Этим Ахад-ха-Ам наносит ощутимый удар по антисионистской позиции еврейских ортодоксов, объявляющих всякое отступление от устоев религиозной догмы гетто в связи с возвращением в Сион противонравственным поступком, ибо само нарушение предписаний заведомо антирелигиозно, и эта именно doхa (мнение), как утверждает Ахад-ха-Ам, идет «во вред» нравственному развитию духа в условиях рассеяния, — это и есть духовная деспотия
. Духовный сионизм есть антипод и даже антагонист духовной деспотии жреческого Талмуда (Устного Учения) и с этой стороны творчество Ахад-ха-Ама почти не анализируется. А потому мимо аналитического взора прошла оригинальная, данная только Ахад-ха-Амом, экзегеза известного библейского эпизода о «золотом тельце»: «Глас Божий» заглушается уже шумом разнузданных народных кликов, а «священнослужитель», на которого пророк привык полагаться еще с того времени, когда он служил для него «устами» перед фараоном и народом, этот самый «священнослужитель» сам пошел за толпой, сотворил ей «кумира» и «построил жертвенник перед ним» Он видел в этом потребность данного часа, ибо жрец — человек лишь часа преходящего" (выделено мною — Г. Г. ). «Народ книги» — такой синоним некогда числился за сынами Израиля и граф Л. Н. Толстой восторгался еврейским народом: "Не земля, а книга сделалась его отечеством. И это одно из великолепнейших зрелищ в истории… ". Ахад-ха-Ам считает, что это время ушло от еврейского народа, погребенного под талмудистской казуистикой: «Но „народ книги“ — это раб книги, народ, душа которого покинула его сердце и вся вошла в мертвые буквы книги… Устное учение, самое подходящее название которого — „учение сердца“, также окаменело и превратилось в мертвые буквы книги, а сердце нации наполнилось одним только ясным и сильным сознанием своего абсолютного бессилия и вечной подчиненности книге» (1991, с. с. 155, 41, 42-43). Переход к духовности здесь мыслится самоочевидным выходом, если бы исторически не свершилось обратное — «абсолютное бессилие и вечная подчиненность книге» стали результатом нарушения еврейской духовности, а выход в том, что сионизм и есть духовный позыв к этой идее. Но наряду с этим в еврейской среде существует противоположная doxa, согласно которой соединение религии и этики приносит «пользу» нравственному развитию галутного духа и такой пользой выходит культура. При любом отношении к небанальному этическому рассуждению Ахад-ха-Ама, необходимо иметь в виду, что сочинение еврейского творца есть единственная духовная система, где культура выведена венцом сложной духовной динамики. Но, достигнув такой теоретической высоты (или глубины), Ахад-ха-Ам попросту споткнулся в практической, онтологической сфере, восприняв культуру в нерефлексированном виде.

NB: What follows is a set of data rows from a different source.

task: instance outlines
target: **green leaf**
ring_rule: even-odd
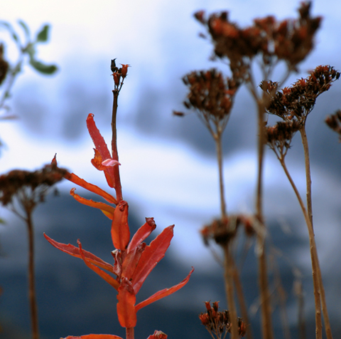
[[[19,42],[19,38],[18,38],[18,36],[16,35],[11,24],[8,23],[7,21],[3,21],[1,20],[0,21],[0,25],[4,26],[12,36],[13,39],[17,43]]]
[[[46,42],[48,39],[48,31],[50,29],[49,25],[45,25],[41,31],[38,33],[36,41]]]
[[[22,27],[25,35],[26,36],[27,40],[30,40],[30,29],[28,26],[23,22],[22,20],[18,20],[18,24]]]
[[[33,58],[30,60],[30,64],[36,71],[43,74],[53,74],[58,70],[55,65],[45,65]]]

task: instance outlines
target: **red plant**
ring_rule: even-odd
[[[124,68],[121,72],[123,73],[123,71],[125,71],[126,74],[122,74],[122,78],[126,75],[128,65],[123,65],[123,66]],[[117,88],[118,85],[115,87]],[[116,110],[115,93],[118,95],[118,91],[115,89],[113,93],[114,96],[114,109]],[[136,325],[136,312],[147,305],[169,296],[183,287],[188,282],[194,268],[178,285],[159,291],[136,305],[136,293],[153,268],[163,258],[170,244],[170,240],[173,236],[174,225],[169,226],[163,229],[147,246],[144,241],[155,229],[156,225],[153,218],[146,218],[145,224],[138,229],[130,239],[130,231],[128,224],[128,203],[123,200],[121,196],[121,187],[118,168],[120,164],[118,161],[116,140],[113,137],[112,157],[103,137],[96,127],[93,115],[90,114],[88,115],[87,125],[95,146],[94,157],[92,160],[92,163],[97,170],[104,171],[109,186],[116,190],[116,198],[97,186],[80,179],[73,173],[67,172],[65,177],[90,192],[97,194],[108,202],[116,205],[115,208],[104,202],[86,199],[76,194],[75,189],[71,189],[70,192],[71,195],[79,202],[101,209],[104,215],[112,220],[111,235],[114,247],[116,249],[112,252],[114,264],[114,265],[108,264],[92,253],[82,249],[80,240],[77,240],[78,247],[76,247],[70,244],[66,245],[58,243],[46,234],[44,234],[44,236],[52,245],[60,251],[82,259],[90,268],[96,272],[117,291],[117,315],[119,323],[122,327],[126,328],[126,338],[131,339],[134,338],[134,328]],[[116,132],[116,125],[113,128],[113,132]],[[55,162],[55,159],[53,161]],[[107,272],[114,273],[116,277],[112,276]],[[148,339],[166,339],[166,338],[167,336],[162,332],[156,331],[153,335],[149,336]],[[112,335],[96,334],[80,337],[67,337],[67,339],[77,338],[120,339],[120,337]]]

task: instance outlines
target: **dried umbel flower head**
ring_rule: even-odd
[[[231,333],[232,325],[228,311],[218,311],[219,301],[212,303],[205,301],[206,312],[199,315],[201,323],[206,328],[211,335],[215,335],[217,338],[225,338],[226,334]],[[241,318],[238,318],[238,333],[240,337],[246,334],[247,326]]]
[[[62,180],[66,173],[66,170],[57,167],[55,160],[50,165],[34,172],[13,170],[0,176],[0,202],[6,206],[15,197],[22,198],[23,194],[26,196],[27,190],[31,191],[33,204],[36,197],[43,201],[46,190]]]
[[[191,72],[183,80],[190,90],[185,106],[194,108],[206,125],[224,125],[238,89],[237,81],[225,78],[214,68]]]
[[[334,132],[340,135],[341,142],[341,110],[337,110],[334,114],[328,115],[325,121]]]
[[[286,155],[292,138],[299,129],[300,122],[296,120],[278,121],[274,126],[266,127],[266,142],[270,148]]]
[[[209,225],[205,225],[200,230],[205,245],[210,239],[220,246],[224,246],[234,238],[241,224],[244,226],[245,234],[251,236],[254,234],[254,218],[246,214],[230,214],[223,219],[215,219]]]
[[[227,58],[230,68],[241,73],[251,60],[261,55],[265,65],[283,60],[291,69],[296,69],[313,48],[314,36],[320,25],[320,16],[310,16],[310,2],[303,2],[297,19],[278,21],[269,16],[256,19],[253,25],[239,28],[229,19],[227,11],[214,13],[208,19],[205,12],[195,13],[195,17],[204,25],[213,41],[214,53]]]
[[[291,87],[286,87],[273,95],[266,111],[285,120],[294,119],[304,125],[318,96],[328,90],[340,75],[340,72],[333,67],[318,66],[305,79],[299,79]],[[261,88],[269,93],[266,85]]]

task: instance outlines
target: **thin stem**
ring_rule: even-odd
[[[134,327],[126,328],[126,339],[134,339]]]
[[[225,282],[226,295],[227,296],[227,304],[230,315],[231,339],[238,339],[238,321],[237,308],[234,302],[234,292],[233,286],[234,277],[234,261],[230,244],[227,243],[224,246],[224,280]]]
[[[316,252],[316,244],[315,243],[315,236],[314,236],[314,231],[313,229],[313,225],[311,224],[310,219],[309,219],[309,216],[308,214],[307,210],[305,207],[304,206],[303,201],[297,189],[296,185],[293,182],[293,180],[290,175],[290,173],[288,171],[288,168],[286,167],[286,163],[283,158],[279,159],[281,162],[281,165],[282,165],[283,169],[289,180],[291,187],[296,195],[296,197],[298,200],[298,203],[300,204],[301,208],[303,213],[304,218],[305,219],[305,223],[308,226],[308,231],[309,234],[309,244],[310,248],[310,258],[311,258],[311,266],[312,266],[312,274],[313,274],[313,283],[314,285],[314,298],[315,298],[315,319],[316,323],[316,329],[315,329],[315,335],[316,338],[320,339],[322,338],[322,318],[321,318],[321,301],[320,301],[320,282],[318,279],[318,271],[319,270],[319,264],[318,264],[318,259],[317,257],[317,252]],[[315,250],[314,250],[315,249]]]
[[[116,121],[117,115],[117,100],[119,98],[119,90],[114,90],[112,91],[114,95],[114,100],[112,103],[112,159],[119,161],[119,154],[117,152],[117,131],[116,127]],[[114,166],[114,176],[115,178],[115,190],[116,199],[117,204],[123,199],[122,197],[122,187],[121,185],[121,179],[119,178],[119,166]]]
[[[39,338],[39,328],[38,323],[38,307],[36,297],[34,278],[34,231],[32,222],[32,211],[26,209],[26,224],[28,234],[28,298],[31,308],[31,321],[32,325],[33,339]]]
[[[258,102],[258,174],[256,195],[256,217],[259,222],[260,231],[257,232],[257,246],[259,249],[259,288],[261,294],[261,324],[264,339],[272,339],[271,309],[266,268],[265,249],[265,224],[263,217],[263,168],[264,159],[264,113],[263,100]]]
[[[320,263],[318,256],[318,250],[316,243],[315,241],[315,234],[313,224],[313,204],[312,204],[312,194],[311,194],[311,174],[310,174],[310,165],[309,157],[309,147],[308,144],[307,135],[305,133],[305,124],[303,123],[302,128],[300,129],[300,133],[302,139],[302,144],[304,150],[304,160],[305,165],[305,177],[306,177],[306,185],[307,185],[307,213],[310,221],[308,225],[309,230],[309,241],[310,243],[310,252],[312,256],[314,257],[314,264],[315,265],[315,270],[317,274],[317,278],[318,281],[318,293],[320,295],[322,301],[322,311],[323,313],[323,319],[325,320],[325,334],[328,339],[332,339],[332,329],[330,327],[330,322],[329,320],[329,315],[327,308],[327,302],[325,301],[325,288],[323,287],[323,282],[322,280],[322,273],[320,267]],[[308,224],[307,224],[308,225]],[[315,289],[315,287],[314,287]]]
[[[214,135],[215,145],[217,149],[217,158],[218,160],[218,170],[219,170],[219,189],[220,193],[220,210],[222,213],[222,219],[224,219],[226,216],[226,202],[225,195],[224,192],[224,174],[222,165],[222,133],[217,132]]]

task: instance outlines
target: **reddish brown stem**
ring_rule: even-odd
[[[134,339],[134,327],[126,328],[126,339]]]
[[[119,161],[119,154],[117,152],[117,131],[116,127],[116,120],[117,115],[117,100],[119,98],[119,90],[114,90],[112,93],[114,95],[114,101],[112,103],[112,159]],[[116,199],[117,204],[123,199],[122,197],[122,187],[121,185],[121,179],[119,178],[119,166],[114,166],[114,175],[115,177],[115,190]]]
[[[38,307],[34,277],[34,231],[32,222],[32,212],[26,209],[26,221],[28,234],[28,298],[30,301],[32,338],[33,339],[39,339]]]
[[[264,113],[265,108],[261,100],[258,103],[258,174],[256,196],[256,217],[259,222],[259,230],[257,232],[257,246],[259,249],[259,288],[261,294],[261,328],[264,339],[272,339],[271,309],[270,305],[270,293],[266,268],[266,254],[265,244],[265,224],[263,217],[263,167],[264,158]]]

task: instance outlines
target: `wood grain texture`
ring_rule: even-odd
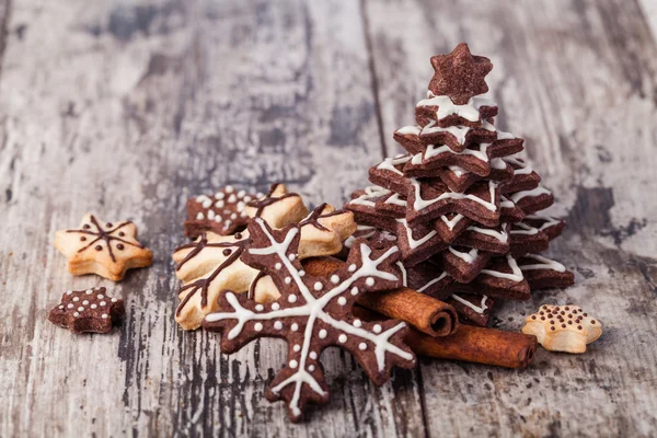
[[[649,436],[657,429],[657,46],[634,1],[0,0],[0,436]],[[652,16],[647,15],[647,21]],[[654,19],[654,18],[653,18]],[[285,360],[263,339],[221,355],[173,321],[170,254],[186,198],[284,181],[341,204],[394,153],[428,59],[468,41],[495,64],[498,124],[527,139],[569,229],[567,290],[542,302],[606,326],[583,356],[528,370],[420,360],[374,388],[338,350],[333,400],[292,426],[263,399]],[[155,253],[117,285],[71,277],[55,230],[132,219]],[[64,290],[127,303],[112,335],[46,321]]]
[[[413,122],[433,74],[429,57],[470,42],[495,65],[488,84],[498,125],[526,138],[533,166],[556,195],[552,211],[568,219],[551,253],[576,273],[576,285],[504,303],[496,325],[518,330],[543,302],[574,302],[606,327],[586,355],[541,349],[527,371],[423,361],[428,430],[654,434],[657,49],[638,5],[368,1],[367,16],[378,18],[370,22],[383,131]]]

Культура per se, как таковая, относится к уникальным духовным конструктам, которые в момент зарождения имеют сугубо индивидуальную
природу, а в период созревания обладают коллективным качеством. Культура сотворяется в самые начальные моменты индивидуальной личностью и действующий творец созидает свой собственный продукт или шедевр культуры, а впоследствии, иногда спустя много лет, нередко после смерти творца и в другой обстановке, шедевр культуры становится всеобщим достоянием и приобретает коллективные свойства. Когда Ахад-ха-Ам говорит о Моисеевом учении как «благе национального коллектива», он упускает из вида не просто начальную, но основополагающую, стадию, при которой Моисей едино-лично, хотя и в соавторстве с Богом, создавал индивидуальные скрижали завета — свой шедевр культуры, — на которых было начертано то, что лишь впоследствии стало благом для национального коллектива. Гносеологическое упущение Ахад-ха-Ама онтологически обернулось в то, что весь процесс культуротворчества мыслится им без начального авторского (индивидуально-личностного) начала. По этой причине коллективный фактор спонтанно приобретал доминантный статус, — так, национальный язык (иврит), будучи средством общения евреев, рассматривался Ахад-ха-Амом в самозначимом ранге вне связи со сферой общения и с субъектами общения, только во главу угла ставилась только коллективная функция языка, а упускалось то обстоятельство, что языковой способностью одарена исключительно личность, а вовсе не народная душа либо коллективный дух, которые в противоположность личности никак не является реальностью, а только лишь удобными абстракциями; на аналогичных основаниях национальное лицо, сильное своим индивидуальным обличием, было вытеснено безликой всеобщностью национальной этики.